Sinn Fein Surge Leaves Irish Frontrunner With a Big Dilemma

Already, internal splits appear to be emerging in his own party, with some arguing he should at least open talks with Sinn Fein leader Mary Lou McDonald, and others pushing him to stick by his pre-election pledge.

On Monday, as the count continued after the most seismic Irish election in a generation, the Fianna Fail’s deputy leader Dara Calleary walked a fine line on the prospects for government with Sinn Fein.

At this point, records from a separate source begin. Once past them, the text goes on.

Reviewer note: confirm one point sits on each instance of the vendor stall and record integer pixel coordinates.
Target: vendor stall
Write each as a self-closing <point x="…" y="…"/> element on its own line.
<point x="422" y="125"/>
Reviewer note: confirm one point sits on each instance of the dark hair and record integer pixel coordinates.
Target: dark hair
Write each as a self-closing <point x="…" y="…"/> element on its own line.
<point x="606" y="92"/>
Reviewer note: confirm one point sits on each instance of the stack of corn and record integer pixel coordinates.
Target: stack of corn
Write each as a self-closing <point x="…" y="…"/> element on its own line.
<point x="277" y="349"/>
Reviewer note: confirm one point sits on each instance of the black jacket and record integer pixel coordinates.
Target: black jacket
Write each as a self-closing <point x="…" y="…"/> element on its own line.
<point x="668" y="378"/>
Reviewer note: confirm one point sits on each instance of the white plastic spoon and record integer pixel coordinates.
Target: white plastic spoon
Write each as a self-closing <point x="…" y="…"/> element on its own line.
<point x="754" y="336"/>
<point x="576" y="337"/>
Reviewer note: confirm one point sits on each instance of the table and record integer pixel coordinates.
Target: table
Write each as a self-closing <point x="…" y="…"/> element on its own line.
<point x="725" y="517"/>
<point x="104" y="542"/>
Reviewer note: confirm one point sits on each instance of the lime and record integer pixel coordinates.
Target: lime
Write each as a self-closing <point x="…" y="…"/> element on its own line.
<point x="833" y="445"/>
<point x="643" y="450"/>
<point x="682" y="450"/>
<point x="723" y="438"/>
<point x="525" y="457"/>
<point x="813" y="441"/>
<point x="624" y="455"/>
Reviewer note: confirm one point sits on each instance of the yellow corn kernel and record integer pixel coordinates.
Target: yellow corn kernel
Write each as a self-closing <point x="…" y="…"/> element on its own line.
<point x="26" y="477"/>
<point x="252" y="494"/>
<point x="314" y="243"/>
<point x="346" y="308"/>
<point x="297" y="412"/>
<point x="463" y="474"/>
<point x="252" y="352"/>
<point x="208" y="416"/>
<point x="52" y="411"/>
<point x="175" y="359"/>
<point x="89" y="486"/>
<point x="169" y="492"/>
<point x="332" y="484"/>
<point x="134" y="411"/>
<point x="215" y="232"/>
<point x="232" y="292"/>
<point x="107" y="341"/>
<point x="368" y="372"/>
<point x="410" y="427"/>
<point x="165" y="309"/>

“We made it very clear before the election we couldn’t work with Sinn Fein in government, that we’d have policy difficulties,” Calleary said in an interview with broadcaster RTE. “We certainly will engage with them, we’re not going to refuse to talk to them, but let’s be in no doubt that those policy difficulties and those principles are still difficult hurdles.”

Fianna Fail will take 38 seats in Ireland’s 160-seat parliament, broadcaster Virgin Media projected on Monday.

Sinn Fein will have 37 seats, the broadcaster said, with Prime Minister Leo Varadkar’s Fine Gael 35 seats. All will be short of the 80 needed for a majority.

Irish stocks dropped, with the benchmark index falling as much as 1.4%, led by a decline in banking stocks, as investors fretted over Sinn Fein’s influence over government policy.

Coalition Talks

Bookmaker Paddy Power made a Fianna Fail-Sinn Fein-Green grouping the most likely outcome, and Martin has already started softening his position. Late on Sunday, as the scale of Sinn Fein’s surge emerged, Martin said he accepted his “obligation” to find a functioning government.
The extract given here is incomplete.